Dialogue, also in the field of ethics, requires two conditions: that there should be no one thinking they have an absolute knowledge and that there should be a rationally communicable content. And if within science a dialogue is needed to identify and remove errors that are inter-subjectively acknowledgeable, in the field of ethics it is needed to emphasise the presuppositions and consequences of moral decisions, so that these choices, which however remain the choice of consciences, are adopted with “open eyes”, on the basis of a correct point of balance between the “ethics of intention” and the “ethics of responsibility”. Finally, this “ethical relativism” understood as such reveals itself as a powerful means for the criticism of “cultural relativism”, understood as often happens as meaning that cultures are separate forms of life, communicating universes that preclude therefore all inter-cultural debate. If ethical options cannot be empirically founded, then they also cannot be perceived as the mere effects of a given context (cultural, social, and economic).

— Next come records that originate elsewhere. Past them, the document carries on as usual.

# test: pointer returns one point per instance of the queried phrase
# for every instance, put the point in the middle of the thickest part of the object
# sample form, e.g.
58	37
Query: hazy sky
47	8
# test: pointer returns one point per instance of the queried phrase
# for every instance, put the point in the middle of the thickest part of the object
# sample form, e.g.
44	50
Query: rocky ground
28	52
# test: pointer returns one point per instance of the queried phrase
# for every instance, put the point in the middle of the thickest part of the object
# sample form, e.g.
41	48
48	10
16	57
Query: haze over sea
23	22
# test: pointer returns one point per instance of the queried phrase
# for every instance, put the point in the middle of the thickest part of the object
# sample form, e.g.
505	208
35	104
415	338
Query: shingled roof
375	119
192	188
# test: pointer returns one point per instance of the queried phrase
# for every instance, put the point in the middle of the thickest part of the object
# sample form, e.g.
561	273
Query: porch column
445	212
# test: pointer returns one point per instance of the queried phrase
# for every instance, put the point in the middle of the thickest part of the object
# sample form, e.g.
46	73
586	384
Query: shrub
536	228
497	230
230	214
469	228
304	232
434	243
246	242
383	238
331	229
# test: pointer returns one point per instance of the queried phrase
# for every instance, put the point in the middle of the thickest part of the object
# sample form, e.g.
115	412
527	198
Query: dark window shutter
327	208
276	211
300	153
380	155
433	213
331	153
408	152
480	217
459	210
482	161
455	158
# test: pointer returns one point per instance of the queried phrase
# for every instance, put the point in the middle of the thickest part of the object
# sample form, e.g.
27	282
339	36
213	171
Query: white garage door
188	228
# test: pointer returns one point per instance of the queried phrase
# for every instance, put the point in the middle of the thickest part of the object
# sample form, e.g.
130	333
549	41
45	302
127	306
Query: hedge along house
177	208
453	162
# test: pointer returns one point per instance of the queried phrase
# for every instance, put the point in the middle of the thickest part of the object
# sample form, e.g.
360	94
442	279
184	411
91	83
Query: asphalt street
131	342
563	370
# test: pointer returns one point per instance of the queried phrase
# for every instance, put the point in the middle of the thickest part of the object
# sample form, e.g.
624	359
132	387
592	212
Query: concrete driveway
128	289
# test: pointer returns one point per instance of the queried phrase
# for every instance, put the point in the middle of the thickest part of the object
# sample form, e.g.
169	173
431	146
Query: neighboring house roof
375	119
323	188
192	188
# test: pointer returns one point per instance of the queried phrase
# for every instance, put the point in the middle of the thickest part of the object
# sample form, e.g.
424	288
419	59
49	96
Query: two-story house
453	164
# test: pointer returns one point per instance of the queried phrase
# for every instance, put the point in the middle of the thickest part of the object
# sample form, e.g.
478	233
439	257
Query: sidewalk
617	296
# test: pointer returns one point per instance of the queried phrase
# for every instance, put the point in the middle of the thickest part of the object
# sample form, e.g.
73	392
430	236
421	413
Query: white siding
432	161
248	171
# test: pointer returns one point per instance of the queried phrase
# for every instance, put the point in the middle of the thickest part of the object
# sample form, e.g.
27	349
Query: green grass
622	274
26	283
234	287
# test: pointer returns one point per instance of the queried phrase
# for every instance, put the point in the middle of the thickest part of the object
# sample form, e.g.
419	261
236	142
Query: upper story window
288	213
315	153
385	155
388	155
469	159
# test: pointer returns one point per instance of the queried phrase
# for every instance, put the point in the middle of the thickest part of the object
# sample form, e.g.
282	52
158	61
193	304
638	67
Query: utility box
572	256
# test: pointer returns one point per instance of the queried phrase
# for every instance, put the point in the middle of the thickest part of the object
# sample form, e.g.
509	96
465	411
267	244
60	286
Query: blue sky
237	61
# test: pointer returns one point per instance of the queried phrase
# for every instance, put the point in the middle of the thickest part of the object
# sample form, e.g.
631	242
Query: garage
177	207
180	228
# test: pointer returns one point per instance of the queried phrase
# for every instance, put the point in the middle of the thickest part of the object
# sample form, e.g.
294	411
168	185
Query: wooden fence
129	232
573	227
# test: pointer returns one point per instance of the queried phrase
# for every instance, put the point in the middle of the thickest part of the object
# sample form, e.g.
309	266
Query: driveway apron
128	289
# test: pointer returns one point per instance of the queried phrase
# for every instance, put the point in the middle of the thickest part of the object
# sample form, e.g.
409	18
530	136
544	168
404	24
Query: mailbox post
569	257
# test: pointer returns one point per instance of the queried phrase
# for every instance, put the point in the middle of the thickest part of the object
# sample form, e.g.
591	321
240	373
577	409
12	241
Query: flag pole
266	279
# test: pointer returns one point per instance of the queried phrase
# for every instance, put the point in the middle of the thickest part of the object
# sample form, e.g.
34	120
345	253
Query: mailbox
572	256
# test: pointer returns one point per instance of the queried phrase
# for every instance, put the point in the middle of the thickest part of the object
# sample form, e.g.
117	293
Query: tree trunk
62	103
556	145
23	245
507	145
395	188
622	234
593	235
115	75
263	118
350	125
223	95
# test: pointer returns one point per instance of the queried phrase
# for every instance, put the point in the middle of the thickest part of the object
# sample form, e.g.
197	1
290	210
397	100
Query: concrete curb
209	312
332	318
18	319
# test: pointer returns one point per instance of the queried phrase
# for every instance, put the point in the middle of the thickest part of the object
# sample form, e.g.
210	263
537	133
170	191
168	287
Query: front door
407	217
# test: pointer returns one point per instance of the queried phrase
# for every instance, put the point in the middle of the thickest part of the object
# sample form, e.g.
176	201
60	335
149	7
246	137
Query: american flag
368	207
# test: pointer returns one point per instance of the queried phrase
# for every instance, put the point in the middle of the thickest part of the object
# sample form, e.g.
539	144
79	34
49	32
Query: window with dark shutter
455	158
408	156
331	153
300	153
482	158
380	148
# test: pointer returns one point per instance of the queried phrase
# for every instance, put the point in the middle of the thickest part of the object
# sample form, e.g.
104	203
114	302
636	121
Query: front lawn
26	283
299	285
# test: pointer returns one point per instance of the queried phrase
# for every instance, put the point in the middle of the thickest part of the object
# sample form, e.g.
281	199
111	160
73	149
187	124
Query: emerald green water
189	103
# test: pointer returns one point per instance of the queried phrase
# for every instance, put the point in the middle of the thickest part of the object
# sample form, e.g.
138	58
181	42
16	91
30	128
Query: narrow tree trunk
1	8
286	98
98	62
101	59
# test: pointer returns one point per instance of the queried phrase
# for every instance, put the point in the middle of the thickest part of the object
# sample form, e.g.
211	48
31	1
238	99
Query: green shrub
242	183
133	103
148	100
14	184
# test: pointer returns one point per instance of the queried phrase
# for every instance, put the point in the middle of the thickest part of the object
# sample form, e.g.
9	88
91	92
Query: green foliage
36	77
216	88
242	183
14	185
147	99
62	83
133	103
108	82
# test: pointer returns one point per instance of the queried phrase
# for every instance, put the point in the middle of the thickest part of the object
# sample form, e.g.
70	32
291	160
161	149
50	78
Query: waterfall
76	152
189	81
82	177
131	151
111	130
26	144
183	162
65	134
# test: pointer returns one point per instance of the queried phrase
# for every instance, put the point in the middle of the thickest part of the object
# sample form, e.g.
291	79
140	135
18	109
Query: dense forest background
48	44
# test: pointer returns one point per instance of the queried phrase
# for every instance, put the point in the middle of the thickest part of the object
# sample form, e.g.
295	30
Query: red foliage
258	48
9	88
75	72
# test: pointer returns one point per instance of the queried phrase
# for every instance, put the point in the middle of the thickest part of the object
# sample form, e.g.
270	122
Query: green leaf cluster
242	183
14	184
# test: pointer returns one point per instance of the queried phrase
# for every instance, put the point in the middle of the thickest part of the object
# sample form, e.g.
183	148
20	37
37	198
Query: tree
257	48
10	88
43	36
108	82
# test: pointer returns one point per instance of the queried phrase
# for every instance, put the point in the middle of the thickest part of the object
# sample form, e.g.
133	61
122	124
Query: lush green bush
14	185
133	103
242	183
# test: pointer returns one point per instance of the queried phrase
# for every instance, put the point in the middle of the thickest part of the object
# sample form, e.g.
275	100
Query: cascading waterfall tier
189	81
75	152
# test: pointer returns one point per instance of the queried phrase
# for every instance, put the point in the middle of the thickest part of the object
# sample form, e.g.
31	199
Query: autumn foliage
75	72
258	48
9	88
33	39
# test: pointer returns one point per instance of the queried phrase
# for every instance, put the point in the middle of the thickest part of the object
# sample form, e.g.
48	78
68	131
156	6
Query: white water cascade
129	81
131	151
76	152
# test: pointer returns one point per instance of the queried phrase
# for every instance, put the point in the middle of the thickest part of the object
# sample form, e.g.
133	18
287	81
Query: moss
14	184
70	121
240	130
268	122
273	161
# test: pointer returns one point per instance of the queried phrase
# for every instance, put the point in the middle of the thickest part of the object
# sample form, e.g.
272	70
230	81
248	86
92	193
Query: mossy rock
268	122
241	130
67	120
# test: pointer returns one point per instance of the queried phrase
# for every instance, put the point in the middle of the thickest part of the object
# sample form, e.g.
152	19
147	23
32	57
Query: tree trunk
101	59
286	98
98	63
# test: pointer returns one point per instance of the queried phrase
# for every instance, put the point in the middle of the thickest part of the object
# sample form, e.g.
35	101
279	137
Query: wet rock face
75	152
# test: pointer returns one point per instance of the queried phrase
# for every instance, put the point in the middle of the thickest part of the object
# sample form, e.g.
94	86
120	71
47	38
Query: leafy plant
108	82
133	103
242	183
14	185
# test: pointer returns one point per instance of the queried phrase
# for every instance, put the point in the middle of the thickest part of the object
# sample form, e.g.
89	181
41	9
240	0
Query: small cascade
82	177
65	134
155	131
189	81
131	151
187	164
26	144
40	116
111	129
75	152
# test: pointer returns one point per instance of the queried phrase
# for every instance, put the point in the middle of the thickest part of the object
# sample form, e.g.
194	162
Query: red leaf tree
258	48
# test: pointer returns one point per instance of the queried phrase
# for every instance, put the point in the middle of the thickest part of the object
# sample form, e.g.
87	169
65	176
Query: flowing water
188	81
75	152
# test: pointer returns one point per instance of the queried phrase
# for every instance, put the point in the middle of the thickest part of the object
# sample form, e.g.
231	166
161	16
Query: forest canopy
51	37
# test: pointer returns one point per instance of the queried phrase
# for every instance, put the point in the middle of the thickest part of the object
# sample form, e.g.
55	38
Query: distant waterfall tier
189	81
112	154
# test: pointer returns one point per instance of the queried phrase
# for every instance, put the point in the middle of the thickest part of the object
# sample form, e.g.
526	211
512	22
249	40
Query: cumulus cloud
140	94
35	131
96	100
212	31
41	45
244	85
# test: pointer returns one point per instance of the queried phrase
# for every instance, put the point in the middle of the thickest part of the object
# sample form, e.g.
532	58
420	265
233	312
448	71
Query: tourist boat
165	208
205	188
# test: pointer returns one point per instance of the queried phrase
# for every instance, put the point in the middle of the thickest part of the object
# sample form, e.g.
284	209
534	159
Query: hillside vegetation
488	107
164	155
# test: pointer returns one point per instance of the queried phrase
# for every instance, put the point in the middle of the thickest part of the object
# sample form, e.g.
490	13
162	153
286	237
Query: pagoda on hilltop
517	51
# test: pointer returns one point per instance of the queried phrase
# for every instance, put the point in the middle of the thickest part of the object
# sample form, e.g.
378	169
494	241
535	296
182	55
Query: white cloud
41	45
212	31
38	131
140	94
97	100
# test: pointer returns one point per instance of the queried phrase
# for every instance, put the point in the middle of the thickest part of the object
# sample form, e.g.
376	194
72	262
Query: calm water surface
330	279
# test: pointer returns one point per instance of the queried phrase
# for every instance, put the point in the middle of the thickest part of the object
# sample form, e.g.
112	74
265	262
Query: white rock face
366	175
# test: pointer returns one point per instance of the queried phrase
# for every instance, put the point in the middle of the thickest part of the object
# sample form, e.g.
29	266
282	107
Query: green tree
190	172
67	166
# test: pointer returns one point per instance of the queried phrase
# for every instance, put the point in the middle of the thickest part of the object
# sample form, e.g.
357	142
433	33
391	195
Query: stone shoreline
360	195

If the “law of Hume” is valid, there cannot be as many morals (and in addition incommensurable ones) as there are forms of life, but there will be as many ethical decisions, all equally not absolute and each differing from the other, as there are individuals. Individuals are certainly immersed in cultural traditions, which, however, should be understood as a heritage of ideas that some individuals pass on to other individuals and that condition but do not determine their moral choices. Hence there cannot be a privileged moral, neither as far as the emancipation of a certain environment is concerned, nor as the emanation of a given environment (ethno-centrism), nor because established by an individual (a philosopher, a dictator) who thinks he has absolute knowledge.